There is still a list reversal as part of the implementation of foldr, but 
now the input list is reversed.  (One can't take this as the 
implementation of map, because it would apply the mapped function to the 
elements in the wrong order.)  The deepFlatten pass still yields the same 
list_11 representation for the 'body list' type, but now the SSA2 program 
into the refFlatten pass has exactly one ::_11 allocation (nearly 
alpha-equivalent to the L_271 block above).  However, the 'pos'
field is still not subject to being refFlatten-ed.

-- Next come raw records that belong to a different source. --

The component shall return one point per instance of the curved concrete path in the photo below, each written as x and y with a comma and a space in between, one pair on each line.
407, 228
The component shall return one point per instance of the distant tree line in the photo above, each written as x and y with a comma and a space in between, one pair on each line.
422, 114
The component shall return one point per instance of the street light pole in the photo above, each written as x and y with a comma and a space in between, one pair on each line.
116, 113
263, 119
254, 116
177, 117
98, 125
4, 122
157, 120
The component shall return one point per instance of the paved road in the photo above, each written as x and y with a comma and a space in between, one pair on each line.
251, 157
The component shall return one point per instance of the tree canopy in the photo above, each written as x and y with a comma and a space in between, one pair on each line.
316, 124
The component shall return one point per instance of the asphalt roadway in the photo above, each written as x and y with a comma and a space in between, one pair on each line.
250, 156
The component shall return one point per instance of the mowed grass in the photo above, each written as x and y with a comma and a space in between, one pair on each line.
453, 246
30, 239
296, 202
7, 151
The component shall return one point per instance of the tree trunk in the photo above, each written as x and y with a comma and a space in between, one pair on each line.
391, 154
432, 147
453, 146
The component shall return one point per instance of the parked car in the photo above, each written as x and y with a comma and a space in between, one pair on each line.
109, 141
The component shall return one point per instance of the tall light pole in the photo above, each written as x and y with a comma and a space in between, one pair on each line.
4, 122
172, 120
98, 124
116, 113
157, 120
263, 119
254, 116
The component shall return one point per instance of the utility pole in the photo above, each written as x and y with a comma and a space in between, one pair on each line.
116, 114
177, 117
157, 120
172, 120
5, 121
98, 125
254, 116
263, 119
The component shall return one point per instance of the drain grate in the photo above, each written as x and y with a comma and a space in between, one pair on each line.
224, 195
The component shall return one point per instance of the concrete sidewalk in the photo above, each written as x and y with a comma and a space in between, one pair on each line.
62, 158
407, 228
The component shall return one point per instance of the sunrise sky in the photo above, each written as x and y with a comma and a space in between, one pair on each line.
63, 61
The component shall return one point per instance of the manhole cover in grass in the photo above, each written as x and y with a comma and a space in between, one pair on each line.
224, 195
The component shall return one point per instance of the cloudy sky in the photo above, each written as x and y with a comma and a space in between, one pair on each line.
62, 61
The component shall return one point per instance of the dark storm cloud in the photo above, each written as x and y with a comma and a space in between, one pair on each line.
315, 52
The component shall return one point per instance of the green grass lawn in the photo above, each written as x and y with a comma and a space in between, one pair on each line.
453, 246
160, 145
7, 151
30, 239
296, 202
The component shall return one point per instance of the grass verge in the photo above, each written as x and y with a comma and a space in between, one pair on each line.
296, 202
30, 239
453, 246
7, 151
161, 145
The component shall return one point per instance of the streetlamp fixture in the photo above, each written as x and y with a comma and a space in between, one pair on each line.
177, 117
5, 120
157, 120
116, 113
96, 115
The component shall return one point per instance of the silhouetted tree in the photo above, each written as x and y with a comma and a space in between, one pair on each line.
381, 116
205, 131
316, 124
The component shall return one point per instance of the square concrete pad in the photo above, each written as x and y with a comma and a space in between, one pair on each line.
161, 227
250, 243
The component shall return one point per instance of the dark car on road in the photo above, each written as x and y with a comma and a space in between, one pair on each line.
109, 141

Another (syntactic) requirement of the refFlatten optimization is that the 
ref cell updates occur in the same block as the selection of the ref cell 
from its containing data-structure.  This requirement is violated in the 
SSA2 program:

   L_389 (x_567: (real64 ref * real64 ref * real64 ref),
 	 x_566: ((real64 * real64 * real64) ref),
 	 x_565: list_10)
     x_2456: (real64 * real64 * real64) = #0 x_566
     x_2457: real64 = #2 x_567
     x_2458: real64 = #1 x_567
     x_2459: real64 = #0 x_567
     x_576: real64 = Real64_mul (x_2459, global_175)
     x_575: real64 = Real64_mul (x_2458, global_175)
     x_573: real64 = Real64_mul (x_2457, global_175)
     x_2453: real64 = #2 x_2456
     x_2454: real64 = #1 x_2456
     x_2455: real64 = #0 x_2456
     x_571: real64 = Real64_add (x_2455, x_576)
     x_570: real64 = Real64_add (x_575, x_2454)
     x_569: real64 = Real64_add (x_573, x_2453)
     x_568: (real64 * real64 * real64) = (x_571, x_570, x_569)
     x_566 := x_568
     case x_565 of
       nil_7 => L_391 | ::_11 => L_1357

The 'pos' field reference is x_566, which is passed as a first-class value 
into the L_389 block, rather than selected from the cons cell within the 
block.  The motivation for this syntactic requirement is to both make it 
easy to find the containing data structure and to ensure that the 
flattening of the ref cell into the containing data structure does not 
violate space safety.

Neither of the syntactic requirements are semantic requirements -- there 
exist programs that violate that the syntactic requirements that could 
still validly optimized.  For example, consider the following common 
idiom:

   val r = {a = ref (f x), b = ref (g y)}

If the code for g is not inlined (or includes a loop), then the ref cell 
allocated for the a field will be separated from the allocation of the 
record, because, in A-normal form, this code looks like:

   val r = let val fx = f x
               val ar = ref fx
               val gy = g y  (* point of possible block breaking *)
               val br = ref gy
               val r = {a = ar, b = br}
           in r end

One can restore the syntactic requirement in the above code as:

   val r = let val fx = f x
               val gy = g y
           in {a = ref fx, b = ref gy}
           end

The latter requirement is also commonly violated by programs, because, as 
in the above code, components of a datatype variant are passed as 
first-class values and, thus, become separated from their selection from 
the containing data structure.

In any case, it seems clear that there are ways of improving the 
deepFlatten and refFlatten optimizations.  Not to mention the fact that 
there have been other reports of deepFlatten and refFlatten requiring 
inordinate amounts of memory for large input programs.